How's this for a definition:
When a user receives a manipulated document in the search results and clicks on the link to go to the manipulated document, the document is very often an advertisement for goods or services unrelated to the search query or a pornography website or the manipulated document automatically forwards the user on to a website unrelated to the user’s query.
That raises the question, what is a "manipulated document?"
Google was issued a new patent yesterday titled Methods and systems for identifying manipulated articles, which includes that definition.
I wrote a long post about it yesterday at my blog, but it really deserves to be discussed.
Before even beginning to look at the patent or my post about it, I'd recommend going to the following paper, at:
http://citeseer.ist....edu/213063.html
Choose the PDF version to read, and when the paper opens, scroll down to page 6, which is in a box, and is titled "trawling the web for emerging cyber-communities."
In that section, the authors describe a pattern of linking that is pretty interesting - communities can often interlink amongst themselves in ways that tend to ignore a lot of the rest of the Web, and don't point to the "Authorities" and "Hubs" that you might talk about in something like HITS. These community based interlinkings are referred to as "bipartite graphs." I think that section of that paper explains those pretty well.
Once you've read that, the newly granted Google Pattern makes more sense.
It's possible that not only do communities tend to link like that to each other, but also link-based spam may exhibit some of the same behavior - with interlinking amongst pages, and perhaps a number of links pointed into a cluster of those pages from outside, from places like guestbooks and blog comments (the patent was originally filed in 2003 - I wonder if it was more recent if it would also include blog comments with guestbook comments).
The patent tells us that clusters can be identified other ways, too. Once clusters are created, it looks at links pointing into the clusters as well as signals of "manipulation" within documents, such as machine generated text, heavy keyword repetition in meta tags, redirects, historical data about content and links and site ownership, and other information on pages and about pages.

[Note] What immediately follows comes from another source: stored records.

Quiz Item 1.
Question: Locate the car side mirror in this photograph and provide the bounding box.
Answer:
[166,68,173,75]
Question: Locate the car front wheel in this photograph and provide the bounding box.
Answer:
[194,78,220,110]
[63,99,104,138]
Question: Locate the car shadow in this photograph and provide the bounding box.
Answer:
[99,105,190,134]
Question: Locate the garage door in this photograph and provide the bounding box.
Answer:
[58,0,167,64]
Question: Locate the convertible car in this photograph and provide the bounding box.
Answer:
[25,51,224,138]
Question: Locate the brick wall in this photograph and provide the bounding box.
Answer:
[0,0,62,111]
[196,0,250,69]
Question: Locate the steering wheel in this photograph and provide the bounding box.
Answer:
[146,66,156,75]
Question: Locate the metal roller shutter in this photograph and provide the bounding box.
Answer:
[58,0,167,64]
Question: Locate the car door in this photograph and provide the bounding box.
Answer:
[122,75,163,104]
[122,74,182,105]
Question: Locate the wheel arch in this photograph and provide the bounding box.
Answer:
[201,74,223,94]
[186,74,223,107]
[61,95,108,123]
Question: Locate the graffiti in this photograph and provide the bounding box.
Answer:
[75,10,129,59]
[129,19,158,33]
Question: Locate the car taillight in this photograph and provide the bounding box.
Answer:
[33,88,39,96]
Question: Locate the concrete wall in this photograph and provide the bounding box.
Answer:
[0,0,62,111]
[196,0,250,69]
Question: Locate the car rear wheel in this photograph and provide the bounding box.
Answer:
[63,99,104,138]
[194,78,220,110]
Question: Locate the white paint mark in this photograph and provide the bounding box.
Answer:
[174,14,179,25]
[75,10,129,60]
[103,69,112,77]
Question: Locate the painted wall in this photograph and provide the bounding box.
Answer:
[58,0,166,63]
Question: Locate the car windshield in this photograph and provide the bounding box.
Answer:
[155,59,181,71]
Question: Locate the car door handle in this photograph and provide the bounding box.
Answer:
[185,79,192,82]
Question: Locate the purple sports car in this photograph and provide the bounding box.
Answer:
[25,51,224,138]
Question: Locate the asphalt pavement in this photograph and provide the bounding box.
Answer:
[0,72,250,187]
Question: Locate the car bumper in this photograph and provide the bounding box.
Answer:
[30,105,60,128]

Clusters that are identified can be examined to see if they have manipulative signals pointing towards them, and if documents within them show signs of being manipulated. For ones that reach some certain threshold, they might be manually reviewed. For others that reach a higher threshold, they might instead be marked as manipulative.
A page within one of these clusters, or a subset of the cluster, that doesn't have any manipulative signals on it, but is clearly related to pages that do, may be treated in the same way as those other pages.
That treatment may involve having rankings reduced, being removed from a search index, or losing the ability to pass on something like PageRank.
I found the patent interesting because it seems to describe some things that we may have been seeing from Google for the past few years, and it presents some interesting approaches to fighting spam.
There have been some other papers and patents over the past couple of years that also provide some interesting approaches to fighting spam, from places like the AIRWeb (Adversarial Information Retrieval on the Web) workshops which I don't think that we've talked about much. You can find papers from those by following the "proceedings" links from each. Some pretty good ones in there.
Anyone want to talk about spam? Paid links?